The following sections provide solutions for some common issues.

General

What are appropriate use cases?

These are common use cases:

  • Distributed computing
  • Embarrassingly parallel algorithms
  • Coarse grain parallelism of single threaded applications
  • Running work on remote machines which have a limited resource (for instance software licenses)

What is the ideal system configuration for the coordinator?

The coordinator's main responsibilities include passing messages around to different machines on the network and keeping a storage of the jobs and all it's necessary data. Thus the ideal system would have a fast network connection and enough memory to store a lot of jobs - 2GB of free memory is a good rule of thumb.

What is the ideal system configuration for the agent?

The agents are the machines that do the actual work. Thus, the ideal system would depend on what type of resources your jobs need. For instance, a machine with many cores will execute more tasks in parallel.

Tasks

I get an error that says I can't connect to the Coordinator. How do I troubleshoot this?

Check if the coordinator machine and port is running at that hostname and port. Ping the coordinator's machine to see if it is running. Check if a firewall is blocking the coordinator's port. Check to see if your client application is timing out. Go into the coordinator logs and search for "timed-out" and/or "ERROR". Look at the troubleshooting documentation at Troubleshooting

I get an error which says "WARNING: Detected that task class (MyClass) is not run from a jar. Please see documentation". How do I troubleshoot this?

This error message is a warning that the task is run directly from the class files instead of a jar. This causes issues because STK Scalability can't send the necessary jars that are needed to load the task class remotely. In order to fix this, you must jar your class code and all its dependencies and run the application with the jar in the classpath. You can find instructions in the Programmer's Guide or the Tutorial. In cases where you have ensured that the host can load the necessary jar files you can suppress this message by setting the AGI_STKSCALABILITY_IGNORE_JAR_WARNING environment variable.

Under what account is the host running?

The hosts run using the same user as the agent that started it.

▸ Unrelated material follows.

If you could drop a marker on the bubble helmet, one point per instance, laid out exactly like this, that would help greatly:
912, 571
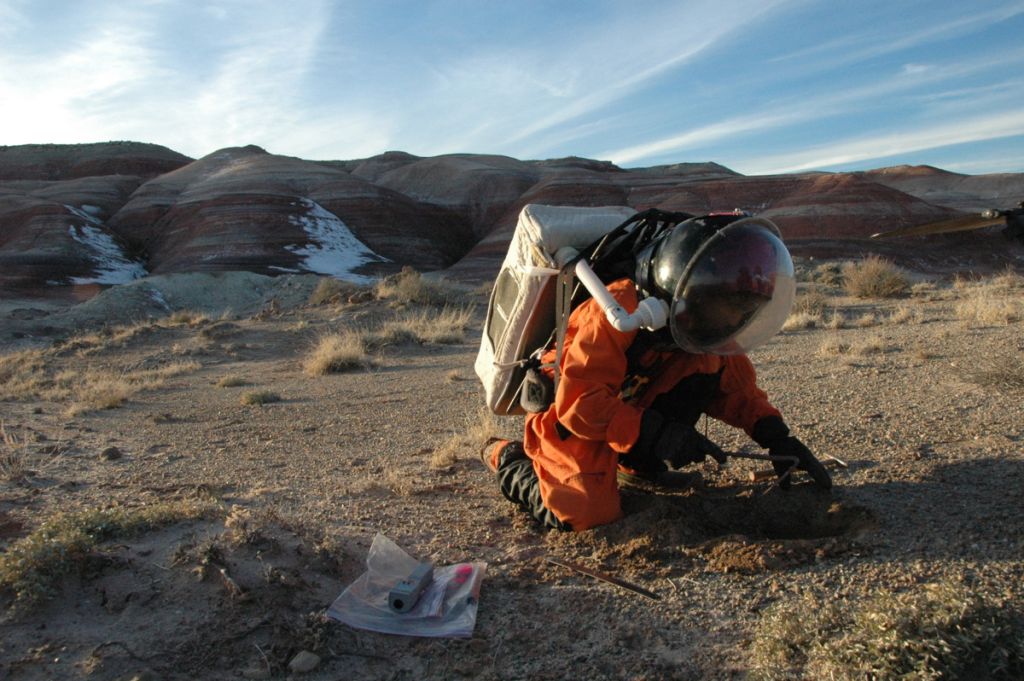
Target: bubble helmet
729, 288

Why does task progress sometimes not get back to the client?

For performance reasons, task progress is polled every 200 milliseconds. If you are reporting progress faster than every 200 milliseconds, some of your progress updates will not be sent back to the client. If you need a way to send data back to the client with guaranteed delivery, use message passing: Communicate with tasks by sending messages.

Why do the changes I make to my task and task environment seem to not take effect?

You are likely using a constant Id for your task environments. If the assemblies in the task environment are resident in a host process, any changes to the task environment with the same identity will not take effect until the host process recycles. Whenever you update your task assemblies, make sure you assign a new Id value.

Failure scenarios

What happens if a task fails or throws an exception?

The host catches all user exceptions a task can throw. The task's status will be set to FAILED and the host process that executed the task will recycle. The host will write the exception reason to the host log.

What happens if the host process dies?

A host process could die for a number of reasons outside of the host's control. Examples include a user killing the host process or the task suddenly exiting from the process. This type of error is identified as a task interruption (INTERRUPTED). The task is retried on another process up to the value specified in MaxTaskInterruptedRetryAttempts. If the task exceeds this count, the task's status will be set to FAILED.

What happens when an agent machine dies?

All the tasks of the agent are reassigned to another agent and the tasks are restarted. The agent is removed from the list of available agents. The coordinator identifies an agent as dead if the agent does not respond to an internal signal or "heartbeat" within 30 seconds (configurable).

What happens when the coordinator dies?

All agents connected to the coordinator will detect the coordinator is not running. Any tasks that are assigned to the agent are canceled. The agent then goes into a retry loop, checking periodically whether the coordinator is restarted.

What happens when the client dies before all tasks are done?

The messages sent to the client are simply ignored. By default, the tasks still run until completion. You can choose to cancel tasks once the client disconnects by specifying the CancelOnClientDisconnection option.